Duke had to rely on Keenan’s outside shooting to keep North Carolina’s defense turning around towards the outside as it clamped down on numerous occasions to contain the Blue Devils’ passes to the top of the crease all game.

“They played really great,” Keenan said of the Tar Heels defense.

“Their goalie played on his head at moments. It took a lot of work – more than we thought. After a couple of dodges, we had a couple of multiple-dodge possessions before we could crack them.”

The Tar Heels’ Stephen Kelly won the overall battle at faceoff X, claiming 13 of 20 draws from Duke’s Brendan Fowler (7-19).

“I thought their faceoff guy did a terrific job,” Duke head coach John Danowski said.

However, the draws that Fowler did win were at key moments in the game, including at the beginning of overtime that put the ball in Duke’s crosses to set up Wolf’s winning marker.

After neither side could convert on opportunities to decide the game in regulation, it was Wolf who was the difference maker, scoring his goal after initiating his starting point at X and driving around the cage in full stride to beat his defender and Burke.

“I’ve played with Christian Walsh for a while and I knew he was going to throw it to me,” Wolf said.

“He set a pick – once he threw it I attacked the ball – walked around the guy that played me on (the) top side, I spun and scored.”

Deemer Class and Case Matheis rounded out the Blue Devils’ scoring in a game that had the teams tied four different times and playing playing catch-up to North Carolina (5-2, 0-2) who established two-goal leads during the first and third quarters.

“Overall I was really proud of the effort that our guys put in – the execution, the attention to details, how tough we played,” North Carolina head coach Joe Breschi said.

“We know playing against Duke it’s always gonna’ be a slugfest as it has been.”

It was renewal of an area rivalry among reigning title holders as the NCAA-champion Blue Devils faced the ACC-champion Tar Heels  for the 70th meeting all-time between the two teams.

However, it wasn’t the two teams’ offenses that swung as hard their respective defenses did on this day.

The last time the Blue Devils and Tar Heels met one another was in the semifinal of the 2013 Atlantic Coast Conference (ACC) tournament in Chapel Hill when the Tar Heels outlasted the Blue Devils in an 18-17 duel.

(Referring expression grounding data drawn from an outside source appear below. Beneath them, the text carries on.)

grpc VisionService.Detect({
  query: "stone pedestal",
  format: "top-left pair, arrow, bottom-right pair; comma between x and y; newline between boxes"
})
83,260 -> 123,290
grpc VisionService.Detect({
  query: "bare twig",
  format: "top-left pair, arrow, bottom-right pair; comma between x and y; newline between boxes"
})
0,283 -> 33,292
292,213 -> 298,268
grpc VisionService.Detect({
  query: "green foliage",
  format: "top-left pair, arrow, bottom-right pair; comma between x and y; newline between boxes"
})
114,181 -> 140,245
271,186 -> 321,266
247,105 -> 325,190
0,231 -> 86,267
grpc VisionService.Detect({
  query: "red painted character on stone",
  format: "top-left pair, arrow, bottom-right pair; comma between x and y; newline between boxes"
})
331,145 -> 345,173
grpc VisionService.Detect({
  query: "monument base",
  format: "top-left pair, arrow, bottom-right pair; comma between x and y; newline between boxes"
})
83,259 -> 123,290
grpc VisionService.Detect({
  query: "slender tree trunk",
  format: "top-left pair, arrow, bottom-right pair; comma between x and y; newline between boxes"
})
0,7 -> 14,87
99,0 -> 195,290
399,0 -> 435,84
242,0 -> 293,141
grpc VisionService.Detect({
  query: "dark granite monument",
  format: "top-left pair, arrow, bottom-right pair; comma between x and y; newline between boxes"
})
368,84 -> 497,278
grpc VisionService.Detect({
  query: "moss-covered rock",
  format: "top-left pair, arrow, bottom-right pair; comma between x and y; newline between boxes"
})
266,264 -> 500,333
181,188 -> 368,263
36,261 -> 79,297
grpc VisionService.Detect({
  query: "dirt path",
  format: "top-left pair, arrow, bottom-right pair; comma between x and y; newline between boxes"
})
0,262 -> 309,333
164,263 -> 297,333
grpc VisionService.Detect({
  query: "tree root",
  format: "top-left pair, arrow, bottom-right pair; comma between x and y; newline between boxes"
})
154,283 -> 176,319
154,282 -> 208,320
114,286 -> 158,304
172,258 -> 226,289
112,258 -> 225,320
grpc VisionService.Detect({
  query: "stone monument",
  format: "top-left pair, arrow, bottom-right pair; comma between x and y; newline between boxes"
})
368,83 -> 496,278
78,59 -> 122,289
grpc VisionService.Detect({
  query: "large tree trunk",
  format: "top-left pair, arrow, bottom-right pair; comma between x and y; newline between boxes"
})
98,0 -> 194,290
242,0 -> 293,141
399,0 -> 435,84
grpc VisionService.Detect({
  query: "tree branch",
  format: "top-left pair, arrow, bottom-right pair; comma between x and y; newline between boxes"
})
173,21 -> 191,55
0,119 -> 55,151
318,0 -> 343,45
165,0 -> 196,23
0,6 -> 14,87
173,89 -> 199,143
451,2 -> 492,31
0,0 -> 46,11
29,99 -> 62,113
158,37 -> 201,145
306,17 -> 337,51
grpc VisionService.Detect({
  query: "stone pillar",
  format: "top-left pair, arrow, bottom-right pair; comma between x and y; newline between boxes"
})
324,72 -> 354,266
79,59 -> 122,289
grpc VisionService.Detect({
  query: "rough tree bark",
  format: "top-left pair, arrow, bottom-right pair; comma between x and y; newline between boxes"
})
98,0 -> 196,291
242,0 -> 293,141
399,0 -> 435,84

As many watching would have expected a similar outing, both teams actually began the game very conservatively and played a much more defensively-minded game for the entire duration.

In a sport that highlights offensive spurts that many times renders the men in the cage helpless, it was refreshing to watch two goalkeeping performances that pushed the excitement level in a rivalry game even higher, from 10 to 11.

Credit both Aaron and Burke for that.